Monday, July 23, 2007

Holocaust survivors’ children sue over psychological damage

James Hider in Jerusalem
http://www.timesonline.co.uk/tol/news/world/europe/article2120700.ece

Thousands of Israelis whose parents were persecuted in the Holocaust have filed a joint lawsuit against Germany to force it to pay for psychiatric treatment for problems arising from their blighted childhoods.

Many have obsessions inherited from parents who spent years in concentration camps, including stockpiling food, fear of dogs and eating disorders, said Baruch Mazor, the Israeli lawyer whose firm filed the class action suit in Tel Aviv this week. One of the women involved lives almost entirely off bread — which her parents hoarded in the freezer — and has become so overweight that she can barely walk.

Many of the Holocaust survivors’ children have also had difficulty forming relationships and worry that their psychological blocks may be passed on to their own children.

“There is a very realistic need for this, because they are having problems raising their children,” Mr Mazor told The Times.

There are as many as 400,000 people living in Israel whose parents were victims of the Nazi regime.

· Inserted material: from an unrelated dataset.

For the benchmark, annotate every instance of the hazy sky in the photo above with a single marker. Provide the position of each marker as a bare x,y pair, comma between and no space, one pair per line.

Mr Mazor estimated that about 2,000 need some form of counselling which, he argues, Germany should pay for. At the first meeting to register names in June, almost 1,000 people showed up.

Germany has paid billions of dollars to survivors of Hitler’s Final Solution but has so far refused to compensate their children, worried that it would be exposed for generations to come. Mr Mazor said that such fears were unfounded, as the mental problems appeared to be diminishing from generation to generation, with maybe only a couple of hundred third-generation sufferers needing help.

He estimated that the whole process would cost Berlin at least £35 million a year, for two years. The money would be paid directly to therapists providing counselling.

Esti Eliraz’s parents were both 17 when they were sent from their homes in Cracow to the nearby Nazi death camp of Auschwitz, where they met and together survived the systematic murder of millions of their fellow Jews. After four years there, they were liberated and fled to Cyprus, where they married before moving to Israel.

Mrs Eliraz never established a real relationship with her mother, who wrote a book on her experiences, while she craved the love of a distant father who refused to talk about the horrors of the past. He would often awake, screaming, from nightmares. Sometimes his nerves collapsed completely and he would beat her and her brother, then buy them presents to show his remorse and love. He never kissed or held his children, and told them to present the outside world with a mask.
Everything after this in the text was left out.